プルデンシャル生命保険

プルデンシャル生命保険は10日、同社の関係者が金銭詐取などで総額31億円を顧客から不適切に得ていた問題を調査する第三者委員会を設置すると発表した。委員会は外部の弁護士4人で構成し、事実関係などの調査を担う。従来外部の委員会の認定に基づくとしていた被害の補償も在職中は全額補償すると公表した。

委員長は元名古屋高検検事長の岩村修二氏が就任する。第三者委はプルデンシャル生命の社内調査結果の検証と事実関係の調査、原因分析と再発防止策の策定を担う。従来は第三者委の設置を巡り消極的な姿勢を示してきたが、外部の目線を取り入れて再発防止に向け一段と踏み込む。

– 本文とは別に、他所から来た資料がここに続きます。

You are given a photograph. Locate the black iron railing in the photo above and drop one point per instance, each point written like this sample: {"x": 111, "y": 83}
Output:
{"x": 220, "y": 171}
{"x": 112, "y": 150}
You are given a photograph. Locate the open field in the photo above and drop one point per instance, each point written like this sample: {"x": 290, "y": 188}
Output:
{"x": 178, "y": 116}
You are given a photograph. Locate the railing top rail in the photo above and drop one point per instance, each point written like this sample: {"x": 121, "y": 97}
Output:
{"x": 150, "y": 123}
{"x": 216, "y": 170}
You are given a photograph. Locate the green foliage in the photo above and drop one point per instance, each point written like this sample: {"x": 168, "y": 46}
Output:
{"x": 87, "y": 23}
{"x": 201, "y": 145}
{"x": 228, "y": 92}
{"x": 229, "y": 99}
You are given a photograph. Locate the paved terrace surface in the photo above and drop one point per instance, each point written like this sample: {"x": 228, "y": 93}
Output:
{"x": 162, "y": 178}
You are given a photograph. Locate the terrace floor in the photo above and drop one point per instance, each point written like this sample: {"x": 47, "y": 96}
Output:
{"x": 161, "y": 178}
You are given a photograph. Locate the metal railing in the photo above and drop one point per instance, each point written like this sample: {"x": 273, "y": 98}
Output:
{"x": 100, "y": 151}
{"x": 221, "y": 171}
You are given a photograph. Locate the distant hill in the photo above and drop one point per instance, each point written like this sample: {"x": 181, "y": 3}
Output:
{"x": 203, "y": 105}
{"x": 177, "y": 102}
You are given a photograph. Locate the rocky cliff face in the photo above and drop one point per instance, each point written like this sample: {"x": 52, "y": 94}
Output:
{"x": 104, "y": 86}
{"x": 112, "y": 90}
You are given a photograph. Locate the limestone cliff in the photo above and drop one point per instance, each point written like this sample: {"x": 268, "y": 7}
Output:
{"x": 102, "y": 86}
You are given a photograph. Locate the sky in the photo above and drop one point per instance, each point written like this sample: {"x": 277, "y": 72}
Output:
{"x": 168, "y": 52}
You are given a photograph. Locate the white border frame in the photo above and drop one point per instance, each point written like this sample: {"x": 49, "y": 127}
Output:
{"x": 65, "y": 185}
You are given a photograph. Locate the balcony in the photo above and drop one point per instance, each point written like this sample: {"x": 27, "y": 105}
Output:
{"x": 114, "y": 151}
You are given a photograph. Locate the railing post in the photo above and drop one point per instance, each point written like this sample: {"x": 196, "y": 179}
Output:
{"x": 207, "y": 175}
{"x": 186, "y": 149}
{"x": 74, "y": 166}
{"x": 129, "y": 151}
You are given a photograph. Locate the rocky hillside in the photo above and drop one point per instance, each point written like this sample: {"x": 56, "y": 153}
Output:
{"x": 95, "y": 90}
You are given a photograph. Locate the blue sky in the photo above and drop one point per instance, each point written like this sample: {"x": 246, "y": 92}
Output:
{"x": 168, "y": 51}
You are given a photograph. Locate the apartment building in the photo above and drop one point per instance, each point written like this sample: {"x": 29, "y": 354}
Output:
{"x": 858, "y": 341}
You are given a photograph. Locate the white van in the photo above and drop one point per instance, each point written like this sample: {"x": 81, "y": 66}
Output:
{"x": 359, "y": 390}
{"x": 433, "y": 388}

補償をめぐってはこれまで第三者で構成する補償委員会で補償の可否を判断するとしていた。営業担当者の在職中の金銭の不適切な受領に関しては審査を経ずに全額補償する。退職後に関しては従来通り、委員会の判断に従って補償を実施する。

プルデンシャル生命では社員や元社員ら100人以上が不適切な金銭取得に関与していた。不正は1991年から2025年まで続き、顧客被害は500人超に上る。金融庁は立ち入り検査に乗り出しており、保険業法への違反やガバナンス不全などが見つかれば行政処分も検討する。